According to Coogan, certain texts that are conspicuously limited by the church to most people include the portrayal of the violent yet “divine” extermination of the people of Canaan in the book of Joshua, the depiction of sexual assault in Judges chapters 11 and 19, the eroticism in the Song of Solomon, and most of all the text of the book of Job which more or less challenges the predominant perception of a fair and caring God.
Meaning to say, the church firmly believes that if people are able to read the texts mentioned above, then there is a possibility that they may doubt the dogmatic views and teachings of the Bible which is embodied by the church itself. Furthermore, based on Coogan’s writing, in a way, biblical scholarship has also contributed to the use of a canon within a canon. According to him, for one, these biblical scholars, who have been committed to studying and deciphering the Bible for the past century or so, have failed to correctly translate what the original languages such as Greek and Hebrew of the book’s texts exactly mean.

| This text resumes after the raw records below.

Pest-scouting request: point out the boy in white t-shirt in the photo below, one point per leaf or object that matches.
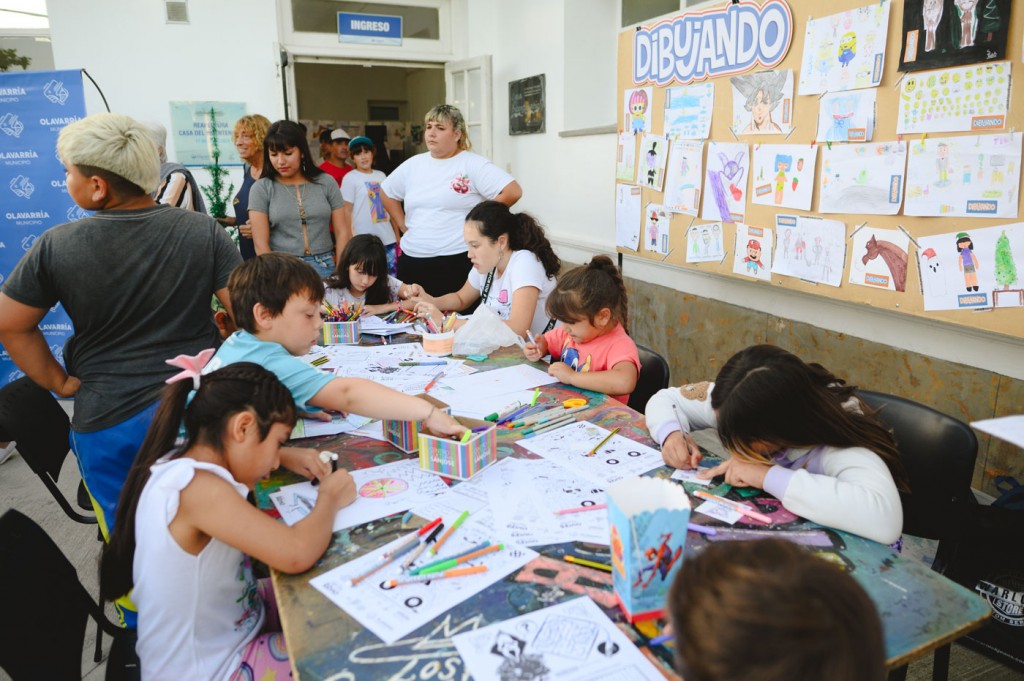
(364, 209)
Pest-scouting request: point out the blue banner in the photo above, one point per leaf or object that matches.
(34, 107)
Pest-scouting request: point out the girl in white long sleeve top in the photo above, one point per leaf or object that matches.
(796, 431)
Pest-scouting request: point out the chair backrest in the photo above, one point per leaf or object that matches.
(653, 377)
(939, 454)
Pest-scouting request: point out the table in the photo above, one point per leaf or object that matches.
(921, 610)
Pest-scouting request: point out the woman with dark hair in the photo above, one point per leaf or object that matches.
(514, 269)
(295, 204)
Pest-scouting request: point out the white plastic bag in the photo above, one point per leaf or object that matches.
(483, 334)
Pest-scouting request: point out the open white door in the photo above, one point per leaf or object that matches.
(467, 84)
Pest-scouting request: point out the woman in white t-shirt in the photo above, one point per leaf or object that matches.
(514, 269)
(429, 195)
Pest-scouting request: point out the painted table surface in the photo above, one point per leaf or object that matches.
(920, 609)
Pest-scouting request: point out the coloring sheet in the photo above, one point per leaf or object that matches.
(571, 641)
(688, 110)
(762, 103)
(657, 225)
(869, 177)
(845, 51)
(725, 194)
(944, 33)
(683, 175)
(626, 157)
(783, 175)
(967, 176)
(879, 258)
(636, 105)
(847, 117)
(810, 248)
(628, 216)
(391, 612)
(653, 154)
(381, 491)
(705, 243)
(967, 98)
(752, 256)
(973, 268)
(616, 459)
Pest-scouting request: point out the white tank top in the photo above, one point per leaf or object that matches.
(196, 613)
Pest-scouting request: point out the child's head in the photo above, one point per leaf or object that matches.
(772, 610)
(590, 299)
(363, 269)
(108, 156)
(497, 231)
(767, 398)
(242, 412)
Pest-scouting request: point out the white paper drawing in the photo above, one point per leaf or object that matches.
(752, 256)
(705, 243)
(762, 102)
(962, 99)
(862, 178)
(683, 176)
(847, 117)
(879, 258)
(688, 111)
(783, 175)
(811, 249)
(967, 176)
(726, 173)
(845, 51)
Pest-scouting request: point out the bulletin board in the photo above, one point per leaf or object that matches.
(942, 186)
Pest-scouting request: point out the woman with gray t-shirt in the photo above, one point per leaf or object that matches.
(295, 205)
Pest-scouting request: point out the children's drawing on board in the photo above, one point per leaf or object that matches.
(762, 102)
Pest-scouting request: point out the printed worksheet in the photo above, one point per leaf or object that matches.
(967, 176)
(381, 491)
(393, 611)
(616, 459)
(571, 641)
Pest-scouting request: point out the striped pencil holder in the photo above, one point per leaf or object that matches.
(452, 458)
(340, 333)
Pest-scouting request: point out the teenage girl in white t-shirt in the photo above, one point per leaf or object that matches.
(514, 269)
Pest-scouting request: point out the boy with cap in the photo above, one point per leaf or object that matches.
(135, 279)
(364, 210)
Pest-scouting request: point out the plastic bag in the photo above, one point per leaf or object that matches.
(483, 334)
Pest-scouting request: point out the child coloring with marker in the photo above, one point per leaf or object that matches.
(591, 348)
(184, 530)
(796, 431)
(361, 279)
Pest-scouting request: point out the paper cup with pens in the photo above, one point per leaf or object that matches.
(647, 518)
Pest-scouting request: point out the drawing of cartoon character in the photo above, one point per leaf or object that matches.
(638, 111)
(968, 261)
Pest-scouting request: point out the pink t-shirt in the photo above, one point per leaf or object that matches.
(599, 354)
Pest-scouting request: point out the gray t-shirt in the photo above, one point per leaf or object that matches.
(320, 198)
(136, 285)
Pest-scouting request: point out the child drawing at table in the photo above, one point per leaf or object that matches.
(590, 349)
(361, 279)
(796, 431)
(772, 610)
(184, 530)
(275, 298)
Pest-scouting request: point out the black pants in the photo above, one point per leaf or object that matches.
(437, 275)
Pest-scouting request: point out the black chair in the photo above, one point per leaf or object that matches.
(653, 377)
(48, 608)
(33, 417)
(939, 454)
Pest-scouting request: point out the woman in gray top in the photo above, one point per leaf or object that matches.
(295, 205)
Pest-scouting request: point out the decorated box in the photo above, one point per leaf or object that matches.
(647, 518)
(337, 333)
(451, 458)
(404, 434)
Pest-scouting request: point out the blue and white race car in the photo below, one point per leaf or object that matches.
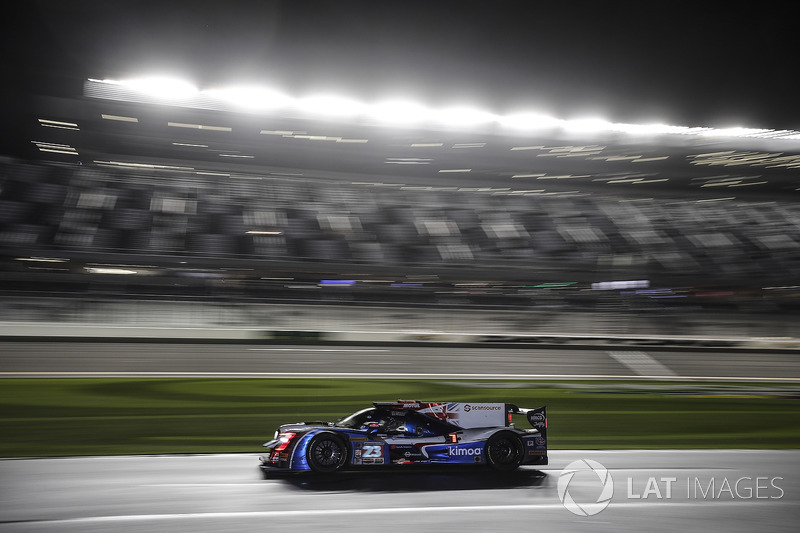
(410, 432)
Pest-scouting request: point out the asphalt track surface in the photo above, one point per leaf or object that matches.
(728, 491)
(60, 359)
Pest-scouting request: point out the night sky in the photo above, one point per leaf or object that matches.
(625, 61)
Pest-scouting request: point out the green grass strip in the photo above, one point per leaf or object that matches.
(56, 417)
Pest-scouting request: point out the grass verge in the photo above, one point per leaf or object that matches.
(53, 417)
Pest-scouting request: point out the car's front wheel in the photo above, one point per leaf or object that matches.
(326, 453)
(504, 451)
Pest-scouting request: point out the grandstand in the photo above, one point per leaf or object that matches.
(186, 198)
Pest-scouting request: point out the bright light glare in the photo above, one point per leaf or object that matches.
(330, 105)
(589, 125)
(530, 121)
(253, 98)
(399, 112)
(162, 87)
(404, 112)
(464, 116)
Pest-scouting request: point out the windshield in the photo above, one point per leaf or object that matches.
(355, 420)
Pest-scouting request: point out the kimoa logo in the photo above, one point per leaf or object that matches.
(452, 450)
(604, 479)
(469, 407)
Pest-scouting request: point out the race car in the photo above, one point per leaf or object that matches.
(411, 432)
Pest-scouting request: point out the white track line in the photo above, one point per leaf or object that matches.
(641, 363)
(394, 375)
(386, 510)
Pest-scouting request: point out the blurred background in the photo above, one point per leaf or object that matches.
(592, 206)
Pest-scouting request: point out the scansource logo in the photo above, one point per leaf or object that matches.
(599, 479)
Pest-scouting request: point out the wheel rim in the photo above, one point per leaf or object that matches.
(328, 453)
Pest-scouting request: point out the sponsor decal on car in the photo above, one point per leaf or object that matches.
(455, 451)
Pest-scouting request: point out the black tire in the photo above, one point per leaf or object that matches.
(326, 453)
(504, 451)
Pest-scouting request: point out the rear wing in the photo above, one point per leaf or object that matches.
(536, 416)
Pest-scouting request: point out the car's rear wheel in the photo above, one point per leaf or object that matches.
(504, 451)
(326, 453)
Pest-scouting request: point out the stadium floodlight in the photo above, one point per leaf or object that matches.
(589, 125)
(399, 112)
(735, 132)
(529, 121)
(168, 88)
(252, 98)
(464, 116)
(331, 106)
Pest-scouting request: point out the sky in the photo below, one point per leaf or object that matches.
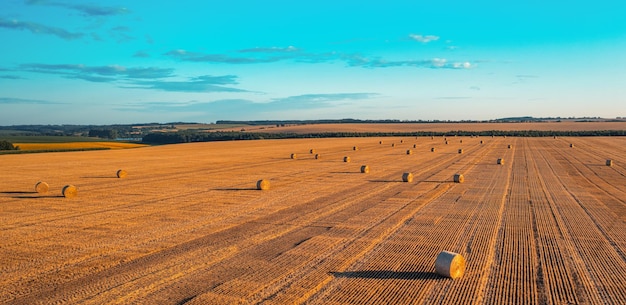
(124, 62)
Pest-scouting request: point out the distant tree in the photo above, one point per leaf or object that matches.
(6, 145)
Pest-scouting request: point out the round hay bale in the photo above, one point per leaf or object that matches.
(41, 187)
(263, 185)
(450, 264)
(458, 178)
(69, 191)
(121, 173)
(407, 177)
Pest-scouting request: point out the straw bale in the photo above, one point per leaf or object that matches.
(69, 191)
(41, 187)
(263, 185)
(450, 264)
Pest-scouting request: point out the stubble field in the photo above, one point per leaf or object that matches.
(187, 226)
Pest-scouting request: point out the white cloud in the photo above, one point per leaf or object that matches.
(423, 38)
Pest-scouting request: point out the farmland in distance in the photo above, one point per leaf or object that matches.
(187, 225)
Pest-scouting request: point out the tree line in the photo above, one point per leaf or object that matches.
(195, 136)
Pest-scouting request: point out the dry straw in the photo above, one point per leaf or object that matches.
(450, 264)
(41, 187)
(121, 173)
(263, 185)
(69, 191)
(407, 177)
(458, 178)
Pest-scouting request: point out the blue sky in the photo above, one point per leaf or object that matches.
(96, 62)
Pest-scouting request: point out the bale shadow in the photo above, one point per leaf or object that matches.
(386, 181)
(37, 197)
(387, 274)
(18, 192)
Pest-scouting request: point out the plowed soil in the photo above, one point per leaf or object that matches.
(187, 225)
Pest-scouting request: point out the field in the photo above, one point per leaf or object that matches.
(187, 226)
(435, 127)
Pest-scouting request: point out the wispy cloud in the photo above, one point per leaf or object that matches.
(86, 9)
(121, 34)
(222, 58)
(243, 107)
(12, 100)
(113, 72)
(11, 77)
(356, 60)
(205, 83)
(154, 78)
(288, 49)
(141, 54)
(37, 28)
(423, 38)
(274, 54)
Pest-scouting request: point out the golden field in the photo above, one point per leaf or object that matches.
(77, 145)
(187, 225)
(432, 127)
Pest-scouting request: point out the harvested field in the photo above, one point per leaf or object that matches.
(188, 225)
(440, 127)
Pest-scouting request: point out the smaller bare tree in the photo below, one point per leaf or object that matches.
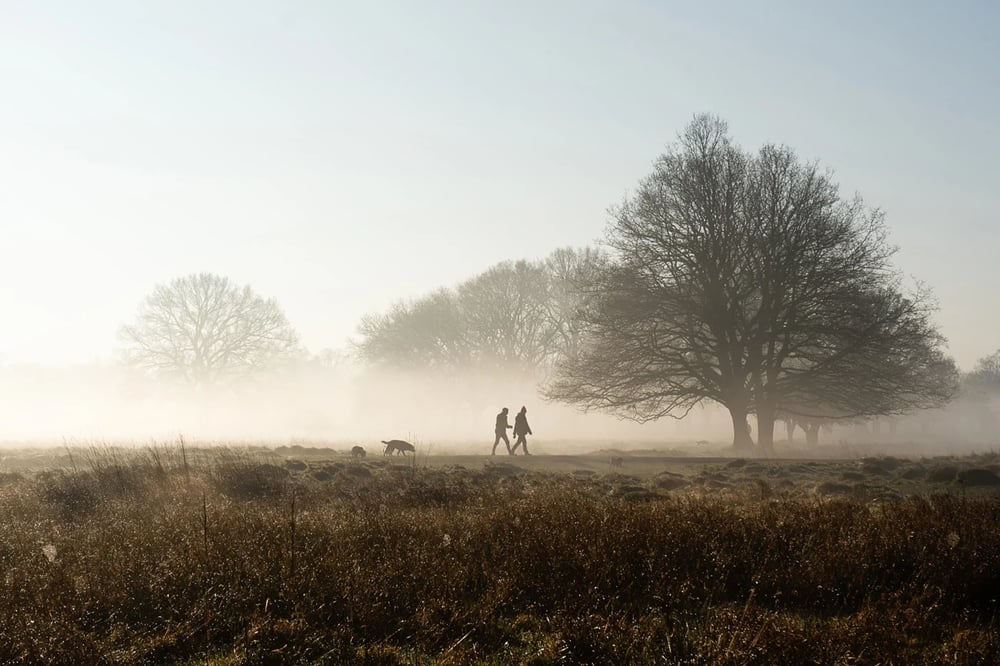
(203, 328)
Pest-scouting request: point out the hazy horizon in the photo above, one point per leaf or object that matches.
(284, 145)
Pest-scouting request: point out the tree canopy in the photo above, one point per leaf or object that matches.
(203, 328)
(746, 279)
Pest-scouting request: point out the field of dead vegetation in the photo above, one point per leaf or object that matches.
(237, 555)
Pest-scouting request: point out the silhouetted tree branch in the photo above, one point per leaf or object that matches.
(746, 280)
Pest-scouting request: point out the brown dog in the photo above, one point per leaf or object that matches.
(398, 446)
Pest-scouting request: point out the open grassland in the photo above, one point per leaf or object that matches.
(240, 556)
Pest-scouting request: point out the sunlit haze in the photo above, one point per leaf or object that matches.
(342, 156)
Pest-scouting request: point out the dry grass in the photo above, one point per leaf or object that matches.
(170, 556)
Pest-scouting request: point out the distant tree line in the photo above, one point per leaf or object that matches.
(517, 316)
(732, 277)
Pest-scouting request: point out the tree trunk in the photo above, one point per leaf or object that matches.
(742, 443)
(812, 435)
(765, 430)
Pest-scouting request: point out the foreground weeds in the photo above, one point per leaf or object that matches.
(160, 557)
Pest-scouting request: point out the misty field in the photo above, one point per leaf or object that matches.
(171, 554)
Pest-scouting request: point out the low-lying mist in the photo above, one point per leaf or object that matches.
(348, 404)
(318, 406)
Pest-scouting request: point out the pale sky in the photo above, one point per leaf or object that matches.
(339, 156)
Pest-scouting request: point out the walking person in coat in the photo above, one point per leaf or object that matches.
(521, 431)
(501, 431)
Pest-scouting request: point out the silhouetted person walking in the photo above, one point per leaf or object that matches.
(501, 431)
(521, 431)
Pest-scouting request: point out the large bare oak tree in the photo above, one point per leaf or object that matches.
(203, 328)
(745, 279)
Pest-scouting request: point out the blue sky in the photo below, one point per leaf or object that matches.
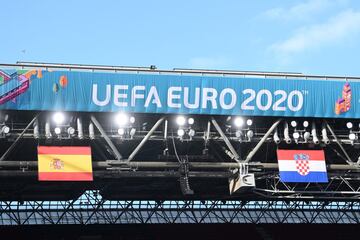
(314, 37)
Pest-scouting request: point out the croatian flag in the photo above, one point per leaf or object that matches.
(302, 166)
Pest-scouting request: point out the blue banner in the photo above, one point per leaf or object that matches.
(185, 94)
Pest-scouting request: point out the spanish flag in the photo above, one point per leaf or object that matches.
(64, 163)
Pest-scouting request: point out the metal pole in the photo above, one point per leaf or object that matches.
(17, 139)
(226, 140)
(262, 140)
(349, 161)
(143, 141)
(107, 139)
(12, 164)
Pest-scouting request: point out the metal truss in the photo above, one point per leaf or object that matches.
(340, 186)
(91, 208)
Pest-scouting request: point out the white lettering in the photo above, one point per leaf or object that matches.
(222, 98)
(153, 94)
(209, 94)
(118, 95)
(172, 96)
(135, 95)
(187, 96)
(107, 97)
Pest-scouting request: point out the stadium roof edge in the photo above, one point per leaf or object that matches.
(175, 70)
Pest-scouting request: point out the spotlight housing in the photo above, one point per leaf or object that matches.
(71, 130)
(122, 119)
(181, 132)
(5, 129)
(191, 121)
(239, 122)
(57, 131)
(180, 120)
(121, 131)
(352, 136)
(249, 122)
(59, 117)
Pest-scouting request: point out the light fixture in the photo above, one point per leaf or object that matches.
(5, 129)
(58, 117)
(313, 133)
(307, 136)
(80, 128)
(181, 132)
(132, 132)
(132, 120)
(296, 135)
(47, 130)
(352, 136)
(91, 131)
(325, 138)
(57, 130)
(286, 133)
(71, 130)
(180, 120)
(239, 121)
(191, 121)
(121, 131)
(238, 133)
(122, 119)
(250, 134)
(191, 132)
(276, 137)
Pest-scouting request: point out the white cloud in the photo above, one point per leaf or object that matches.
(343, 26)
(301, 11)
(208, 62)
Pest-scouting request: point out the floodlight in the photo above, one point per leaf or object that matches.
(122, 119)
(58, 117)
(250, 134)
(181, 132)
(239, 121)
(249, 122)
(238, 133)
(71, 131)
(132, 132)
(191, 121)
(352, 136)
(307, 136)
(296, 135)
(57, 130)
(180, 120)
(191, 132)
(132, 120)
(121, 131)
(5, 129)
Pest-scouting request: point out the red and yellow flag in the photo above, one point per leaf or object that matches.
(64, 163)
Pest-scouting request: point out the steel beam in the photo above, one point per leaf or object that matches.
(13, 145)
(261, 142)
(107, 139)
(143, 141)
(226, 140)
(13, 164)
(349, 161)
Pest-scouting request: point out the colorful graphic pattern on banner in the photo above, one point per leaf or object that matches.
(185, 94)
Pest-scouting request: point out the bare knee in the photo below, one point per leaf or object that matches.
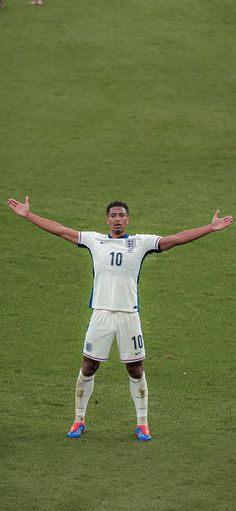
(135, 369)
(89, 366)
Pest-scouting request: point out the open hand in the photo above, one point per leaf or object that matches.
(221, 223)
(19, 208)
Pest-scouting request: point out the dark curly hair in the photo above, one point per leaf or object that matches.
(117, 204)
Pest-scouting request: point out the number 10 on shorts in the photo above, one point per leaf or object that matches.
(138, 342)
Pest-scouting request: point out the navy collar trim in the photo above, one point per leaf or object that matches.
(120, 237)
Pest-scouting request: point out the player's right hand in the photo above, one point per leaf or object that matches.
(19, 208)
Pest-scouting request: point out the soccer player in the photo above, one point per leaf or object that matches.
(117, 260)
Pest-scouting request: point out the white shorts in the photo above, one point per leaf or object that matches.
(104, 326)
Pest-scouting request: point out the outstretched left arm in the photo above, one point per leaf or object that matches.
(217, 224)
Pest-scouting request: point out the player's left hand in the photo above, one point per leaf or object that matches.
(221, 223)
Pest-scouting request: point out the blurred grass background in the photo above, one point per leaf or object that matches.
(127, 100)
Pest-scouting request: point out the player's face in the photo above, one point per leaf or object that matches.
(117, 219)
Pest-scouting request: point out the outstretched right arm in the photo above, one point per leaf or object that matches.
(48, 225)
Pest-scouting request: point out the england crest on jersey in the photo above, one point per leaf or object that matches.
(130, 243)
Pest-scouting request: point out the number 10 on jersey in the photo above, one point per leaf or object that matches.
(116, 258)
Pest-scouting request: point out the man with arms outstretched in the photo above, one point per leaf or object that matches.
(117, 259)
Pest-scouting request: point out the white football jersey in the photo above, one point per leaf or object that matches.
(116, 267)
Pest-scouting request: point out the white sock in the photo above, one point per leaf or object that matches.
(83, 391)
(139, 393)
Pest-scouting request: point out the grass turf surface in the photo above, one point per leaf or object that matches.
(99, 101)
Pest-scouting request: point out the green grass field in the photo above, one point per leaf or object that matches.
(131, 100)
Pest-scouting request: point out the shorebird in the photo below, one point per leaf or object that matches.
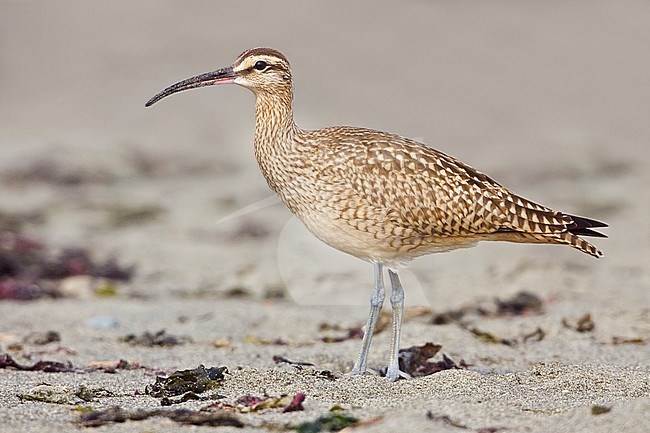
(378, 196)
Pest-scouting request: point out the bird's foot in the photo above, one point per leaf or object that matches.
(393, 373)
(357, 371)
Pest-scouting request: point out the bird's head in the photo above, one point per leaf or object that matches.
(265, 71)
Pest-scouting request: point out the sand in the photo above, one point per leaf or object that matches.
(549, 99)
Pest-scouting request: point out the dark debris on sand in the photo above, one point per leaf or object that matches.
(414, 361)
(116, 414)
(329, 422)
(29, 269)
(522, 303)
(6, 361)
(196, 380)
(160, 338)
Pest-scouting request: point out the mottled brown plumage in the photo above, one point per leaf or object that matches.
(378, 196)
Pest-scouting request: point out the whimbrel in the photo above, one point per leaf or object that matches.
(375, 195)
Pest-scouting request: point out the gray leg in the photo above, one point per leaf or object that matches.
(397, 302)
(376, 301)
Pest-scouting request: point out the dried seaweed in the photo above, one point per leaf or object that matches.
(487, 337)
(599, 410)
(30, 270)
(626, 340)
(47, 393)
(6, 361)
(583, 324)
(281, 359)
(251, 403)
(522, 303)
(329, 422)
(414, 361)
(350, 334)
(167, 401)
(116, 414)
(296, 403)
(160, 338)
(196, 380)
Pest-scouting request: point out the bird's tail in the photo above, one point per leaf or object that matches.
(581, 227)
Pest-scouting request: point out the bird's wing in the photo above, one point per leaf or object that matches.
(427, 191)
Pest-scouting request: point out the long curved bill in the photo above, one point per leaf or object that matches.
(222, 76)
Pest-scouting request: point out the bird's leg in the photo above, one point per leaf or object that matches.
(397, 302)
(376, 301)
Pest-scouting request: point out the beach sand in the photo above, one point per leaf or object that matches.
(552, 100)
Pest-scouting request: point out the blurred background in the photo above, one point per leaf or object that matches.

Most biblical scholars, avoid shocking people by making it appear that the Bible is an internally consistent book rather than a compilation of doctrines that are full of errors and inconsistencies. Moreover, Coogan also noted that recent biblical studies were done primarily for self-righteous reasons rather than educational purposes and as such, the use of a canon within a canon or a set of widely-accepted and used scriptures within a set of widely-accepted and used scriptures has become more established and unchallenged throughout the years.